Species of gastropod

Zoila thersites, the humpbacked cowry or black cowry, is a species of sea snail, a cowry, a marine gastropod mollusk in the family Cypraeidae, the cowries.

==Subspecies==
- Zoila thersites contraria Iredale, 1935
- Zoila thersites thersites Gaskoin, 1849

==Description==
The shell of Zoila thersites can reach a length of 56–116 mm. This quite rare shell is oval, with a narrow aperture. Dorsum is distinctly arched and the base is pale brown and almost flat. Outer and inner lips have fine teeth. Surface of the shell is smooth and shiny, black or pale brown, more or less densely covered with large irregular dark brown spots. Mantle and foot are very developed. The mantle covers almost entirely the shells. This species lays eggs capsules with a single fertilized egg. When it hatches, the larva feeds on the so-called nurse eggs.
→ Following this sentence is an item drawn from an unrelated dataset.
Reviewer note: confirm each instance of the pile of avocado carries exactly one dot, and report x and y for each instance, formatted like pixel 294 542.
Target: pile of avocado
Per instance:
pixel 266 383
==Distribution and habitat==
This endemic species occurs in the sea along Southern Australia. These beautiful cowries live from the intertidal zone to the deep reef, but they prefer shallow waters, near the intertidal rocky seabed. At dawn or dusk they start to prey on sponges, foraminifera, algae and small crustaceans.

== Name ==
Name Zoila Thersites is a reference to a minor character from the second part of a tragic play Faust by Johann Wolfgang Goethe. It is a neologism by the author made from words Zoilus and Thersites.